Shell’s adjusted earnings came in ahead of an average analyst forecast of $3.125 billion and were also above earnings of $2.9 billion last year, boosted by assets sales as well as higher oil and liquefied natural gas prices.
Shell said its fuel sales fell 13% in the first quarter due to further lockdown measures and the impact of the Texas storm in February, saying there was still “significant uncertainty” over the outlook for demand in the second quarter.

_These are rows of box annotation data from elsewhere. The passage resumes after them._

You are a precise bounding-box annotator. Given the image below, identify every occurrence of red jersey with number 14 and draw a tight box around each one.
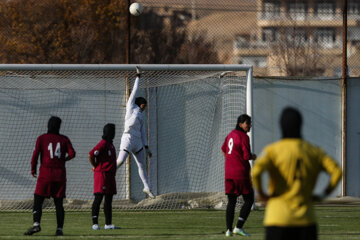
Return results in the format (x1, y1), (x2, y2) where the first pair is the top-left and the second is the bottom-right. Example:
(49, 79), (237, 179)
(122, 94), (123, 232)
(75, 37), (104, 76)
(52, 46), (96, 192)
(221, 129), (252, 179)
(31, 133), (75, 181)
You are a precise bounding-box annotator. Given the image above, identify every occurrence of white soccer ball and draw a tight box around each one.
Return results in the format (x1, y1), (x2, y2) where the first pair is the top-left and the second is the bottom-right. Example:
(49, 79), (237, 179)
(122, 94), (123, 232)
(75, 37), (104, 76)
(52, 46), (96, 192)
(129, 3), (143, 16)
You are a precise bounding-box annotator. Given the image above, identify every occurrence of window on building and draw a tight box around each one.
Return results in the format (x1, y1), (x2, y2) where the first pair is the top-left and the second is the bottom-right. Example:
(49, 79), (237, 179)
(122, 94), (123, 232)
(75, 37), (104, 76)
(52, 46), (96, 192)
(262, 0), (281, 18)
(314, 28), (336, 48)
(288, 0), (308, 20)
(286, 28), (308, 46)
(315, 0), (336, 19)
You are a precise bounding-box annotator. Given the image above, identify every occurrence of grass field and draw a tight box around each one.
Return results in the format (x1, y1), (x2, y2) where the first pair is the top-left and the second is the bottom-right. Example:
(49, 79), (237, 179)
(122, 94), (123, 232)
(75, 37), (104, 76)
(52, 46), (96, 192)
(0, 206), (360, 240)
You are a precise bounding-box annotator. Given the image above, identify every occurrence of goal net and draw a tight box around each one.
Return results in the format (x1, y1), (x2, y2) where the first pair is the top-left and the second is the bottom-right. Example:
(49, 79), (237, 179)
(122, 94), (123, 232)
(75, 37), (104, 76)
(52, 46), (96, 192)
(0, 64), (252, 210)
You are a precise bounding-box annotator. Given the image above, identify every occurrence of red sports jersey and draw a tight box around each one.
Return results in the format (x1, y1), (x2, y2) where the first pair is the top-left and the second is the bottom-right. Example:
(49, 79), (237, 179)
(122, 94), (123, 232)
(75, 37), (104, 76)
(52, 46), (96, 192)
(89, 139), (116, 172)
(31, 133), (75, 182)
(221, 129), (252, 180)
(89, 139), (116, 194)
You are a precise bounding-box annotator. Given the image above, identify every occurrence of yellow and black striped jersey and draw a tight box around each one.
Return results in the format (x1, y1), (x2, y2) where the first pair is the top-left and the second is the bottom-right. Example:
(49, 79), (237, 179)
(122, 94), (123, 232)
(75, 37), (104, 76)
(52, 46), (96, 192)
(252, 138), (341, 227)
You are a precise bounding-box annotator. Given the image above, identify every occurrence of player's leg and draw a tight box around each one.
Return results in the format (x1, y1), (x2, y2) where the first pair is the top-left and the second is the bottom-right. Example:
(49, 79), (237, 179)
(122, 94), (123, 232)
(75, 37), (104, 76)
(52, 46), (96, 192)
(104, 194), (119, 230)
(233, 193), (254, 236)
(24, 194), (45, 235)
(226, 194), (237, 236)
(133, 149), (155, 198)
(91, 193), (104, 230)
(116, 149), (129, 168)
(54, 197), (65, 236)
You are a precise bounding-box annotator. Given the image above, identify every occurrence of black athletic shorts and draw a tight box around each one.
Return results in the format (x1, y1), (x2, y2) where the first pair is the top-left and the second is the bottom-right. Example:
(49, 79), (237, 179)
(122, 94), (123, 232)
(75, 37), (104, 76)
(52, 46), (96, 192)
(265, 225), (317, 240)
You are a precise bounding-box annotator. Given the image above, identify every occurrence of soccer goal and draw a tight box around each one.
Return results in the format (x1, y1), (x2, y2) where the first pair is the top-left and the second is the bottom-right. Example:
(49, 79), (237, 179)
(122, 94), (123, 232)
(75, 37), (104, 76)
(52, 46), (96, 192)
(0, 64), (253, 210)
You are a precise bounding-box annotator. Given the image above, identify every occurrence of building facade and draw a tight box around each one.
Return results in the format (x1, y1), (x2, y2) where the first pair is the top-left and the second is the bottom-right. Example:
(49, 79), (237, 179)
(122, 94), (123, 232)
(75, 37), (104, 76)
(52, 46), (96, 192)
(233, 0), (360, 76)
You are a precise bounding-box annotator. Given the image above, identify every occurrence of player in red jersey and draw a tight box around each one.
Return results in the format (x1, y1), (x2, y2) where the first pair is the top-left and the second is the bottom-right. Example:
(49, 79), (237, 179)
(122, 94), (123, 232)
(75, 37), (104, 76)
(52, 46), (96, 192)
(25, 116), (75, 236)
(221, 114), (256, 236)
(89, 123), (117, 230)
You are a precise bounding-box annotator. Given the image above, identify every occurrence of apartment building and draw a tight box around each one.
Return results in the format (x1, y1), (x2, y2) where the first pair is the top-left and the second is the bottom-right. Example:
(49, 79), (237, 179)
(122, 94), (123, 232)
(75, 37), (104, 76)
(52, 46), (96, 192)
(233, 0), (360, 76)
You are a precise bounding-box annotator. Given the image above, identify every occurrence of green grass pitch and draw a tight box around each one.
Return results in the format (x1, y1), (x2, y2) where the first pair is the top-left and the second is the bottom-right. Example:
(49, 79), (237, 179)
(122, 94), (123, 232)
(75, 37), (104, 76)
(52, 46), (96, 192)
(0, 206), (360, 240)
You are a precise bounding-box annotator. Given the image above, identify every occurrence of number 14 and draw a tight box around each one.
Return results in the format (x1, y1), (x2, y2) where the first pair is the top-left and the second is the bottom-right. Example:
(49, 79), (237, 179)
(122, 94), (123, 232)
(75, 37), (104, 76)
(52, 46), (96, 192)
(48, 142), (61, 159)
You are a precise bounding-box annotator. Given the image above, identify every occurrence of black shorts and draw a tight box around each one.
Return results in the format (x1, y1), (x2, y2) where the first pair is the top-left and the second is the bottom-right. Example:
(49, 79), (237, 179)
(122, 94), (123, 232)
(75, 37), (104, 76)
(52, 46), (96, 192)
(265, 225), (317, 240)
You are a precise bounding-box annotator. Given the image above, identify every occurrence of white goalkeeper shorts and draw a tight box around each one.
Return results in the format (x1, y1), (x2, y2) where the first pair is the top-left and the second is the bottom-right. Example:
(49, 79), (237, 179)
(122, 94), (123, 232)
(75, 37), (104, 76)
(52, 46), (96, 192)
(120, 133), (143, 153)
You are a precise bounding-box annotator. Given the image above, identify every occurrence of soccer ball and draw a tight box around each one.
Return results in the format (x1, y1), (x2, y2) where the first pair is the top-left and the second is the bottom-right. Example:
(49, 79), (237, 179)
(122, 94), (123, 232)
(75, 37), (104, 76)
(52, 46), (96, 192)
(129, 3), (143, 16)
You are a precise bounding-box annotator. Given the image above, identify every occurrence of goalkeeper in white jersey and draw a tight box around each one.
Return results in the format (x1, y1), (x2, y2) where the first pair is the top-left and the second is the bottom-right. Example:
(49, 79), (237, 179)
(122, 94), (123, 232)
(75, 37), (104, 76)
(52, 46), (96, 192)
(116, 68), (155, 198)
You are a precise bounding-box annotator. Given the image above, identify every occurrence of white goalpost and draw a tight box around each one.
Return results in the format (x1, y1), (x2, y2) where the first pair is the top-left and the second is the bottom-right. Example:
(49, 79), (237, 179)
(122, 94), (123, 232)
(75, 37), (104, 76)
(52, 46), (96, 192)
(0, 64), (253, 210)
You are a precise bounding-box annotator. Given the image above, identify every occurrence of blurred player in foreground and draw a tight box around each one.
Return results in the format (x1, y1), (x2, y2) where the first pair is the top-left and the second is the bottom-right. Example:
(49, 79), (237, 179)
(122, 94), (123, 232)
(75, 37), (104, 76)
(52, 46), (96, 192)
(24, 116), (75, 236)
(117, 68), (155, 198)
(89, 123), (117, 230)
(221, 114), (256, 237)
(252, 107), (341, 240)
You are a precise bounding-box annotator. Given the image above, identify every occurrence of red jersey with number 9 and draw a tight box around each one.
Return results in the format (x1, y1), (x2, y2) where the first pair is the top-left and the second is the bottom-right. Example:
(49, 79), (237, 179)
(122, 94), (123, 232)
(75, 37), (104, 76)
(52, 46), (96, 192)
(221, 129), (251, 180)
(31, 133), (75, 181)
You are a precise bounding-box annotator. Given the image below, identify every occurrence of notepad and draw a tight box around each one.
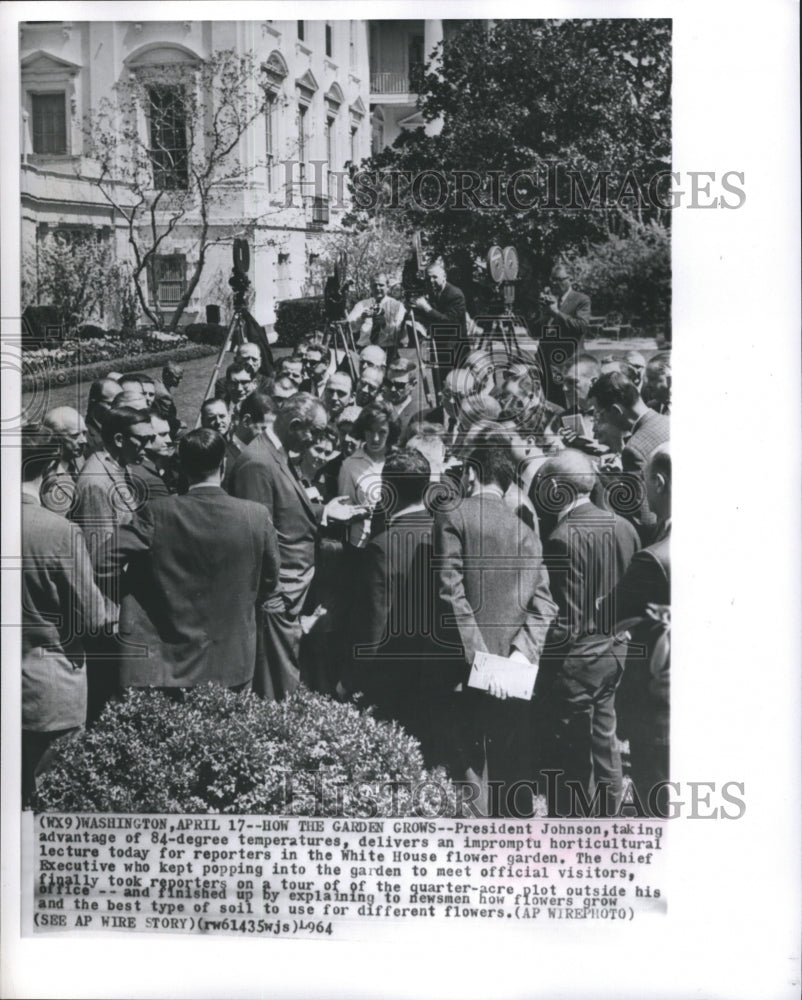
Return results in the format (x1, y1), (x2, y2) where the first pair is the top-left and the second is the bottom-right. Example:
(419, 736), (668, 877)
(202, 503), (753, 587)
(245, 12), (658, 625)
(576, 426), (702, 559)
(468, 652), (537, 701)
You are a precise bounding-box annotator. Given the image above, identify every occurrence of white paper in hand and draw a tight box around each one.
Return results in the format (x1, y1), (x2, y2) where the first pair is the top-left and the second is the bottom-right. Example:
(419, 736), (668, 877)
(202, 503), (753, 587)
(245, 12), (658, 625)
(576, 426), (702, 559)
(468, 652), (537, 701)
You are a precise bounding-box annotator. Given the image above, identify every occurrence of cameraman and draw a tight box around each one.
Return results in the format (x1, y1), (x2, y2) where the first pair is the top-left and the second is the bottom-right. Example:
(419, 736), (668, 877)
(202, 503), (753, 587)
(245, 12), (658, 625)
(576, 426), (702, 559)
(534, 264), (590, 407)
(413, 264), (468, 389)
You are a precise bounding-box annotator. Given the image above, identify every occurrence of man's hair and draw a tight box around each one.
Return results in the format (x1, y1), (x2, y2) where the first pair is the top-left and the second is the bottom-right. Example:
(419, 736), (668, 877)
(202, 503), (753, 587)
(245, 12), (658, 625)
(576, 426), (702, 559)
(648, 441), (671, 483)
(351, 400), (401, 448)
(323, 371), (354, 392)
(201, 396), (228, 413)
(466, 431), (515, 493)
(588, 372), (640, 410)
(239, 392), (276, 423)
(276, 392), (326, 427)
(226, 361), (253, 379)
(22, 424), (61, 483)
(87, 378), (120, 409)
(563, 354), (601, 375)
(100, 406), (150, 447)
(387, 358), (418, 378)
(120, 372), (156, 385)
(537, 448), (596, 507)
(336, 403), (362, 427)
(646, 351), (671, 375)
(178, 427), (226, 480)
(309, 344), (331, 365)
(382, 450), (431, 514)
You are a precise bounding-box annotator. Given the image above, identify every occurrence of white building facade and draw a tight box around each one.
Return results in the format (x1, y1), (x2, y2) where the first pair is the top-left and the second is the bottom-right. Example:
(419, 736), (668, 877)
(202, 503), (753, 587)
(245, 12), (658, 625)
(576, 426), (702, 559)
(20, 21), (371, 325)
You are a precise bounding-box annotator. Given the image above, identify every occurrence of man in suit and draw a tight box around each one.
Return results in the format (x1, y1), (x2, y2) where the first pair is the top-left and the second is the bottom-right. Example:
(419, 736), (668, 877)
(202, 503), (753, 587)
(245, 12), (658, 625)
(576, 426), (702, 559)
(86, 378), (123, 455)
(347, 451), (446, 740)
(21, 426), (105, 806)
(126, 403), (174, 504)
(434, 433), (557, 815)
(588, 372), (671, 545)
(535, 264), (590, 407)
(414, 264), (469, 390)
(100, 428), (278, 689)
(230, 393), (357, 700)
(71, 397), (155, 724)
(41, 406), (86, 516)
(598, 443), (671, 817)
(534, 449), (638, 816)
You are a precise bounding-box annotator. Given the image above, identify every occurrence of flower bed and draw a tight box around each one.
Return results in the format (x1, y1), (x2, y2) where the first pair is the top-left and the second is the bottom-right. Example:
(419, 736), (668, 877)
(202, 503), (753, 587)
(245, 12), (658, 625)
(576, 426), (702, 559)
(34, 685), (456, 816)
(22, 334), (218, 391)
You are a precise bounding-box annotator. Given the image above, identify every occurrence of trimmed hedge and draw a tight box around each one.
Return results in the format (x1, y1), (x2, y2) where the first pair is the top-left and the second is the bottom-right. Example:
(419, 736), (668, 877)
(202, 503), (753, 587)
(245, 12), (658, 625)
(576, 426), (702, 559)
(274, 295), (326, 347)
(34, 685), (457, 816)
(181, 323), (228, 347)
(22, 344), (217, 392)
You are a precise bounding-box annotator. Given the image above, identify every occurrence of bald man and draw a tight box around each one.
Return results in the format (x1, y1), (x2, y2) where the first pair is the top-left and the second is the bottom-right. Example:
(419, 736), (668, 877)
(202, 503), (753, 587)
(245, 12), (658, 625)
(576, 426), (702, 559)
(40, 406), (86, 517)
(533, 449), (639, 816)
(86, 377), (123, 455)
(415, 264), (469, 390)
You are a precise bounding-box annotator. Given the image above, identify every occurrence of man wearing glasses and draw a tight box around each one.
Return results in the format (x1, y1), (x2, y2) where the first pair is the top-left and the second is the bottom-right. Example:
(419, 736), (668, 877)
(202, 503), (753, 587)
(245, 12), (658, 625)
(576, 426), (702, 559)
(71, 406), (156, 723)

The Anglo-Dutch company raised its dividend in the first quarter by 4% as planned, the second increase since its slashed its payout by two-thirds at the start of last year due to the coronavirus pandemic.
Shell’s cash flow from operations, a key performance metric, rose to $8.3 billion from $6.3 billion, helping reduce its debt to $71.3 billion.
Shell wants to get its net debt below $65 billion as part of its strategy to shift to low-carbon energy in the coming decades.
Norway’s Equinor also raised its dividend and posted a bigger-than-expected rise in first-quarter operating profits on Thursday, boosted by higher oil and gas prices as well as large one-off gains at its renewable energy business.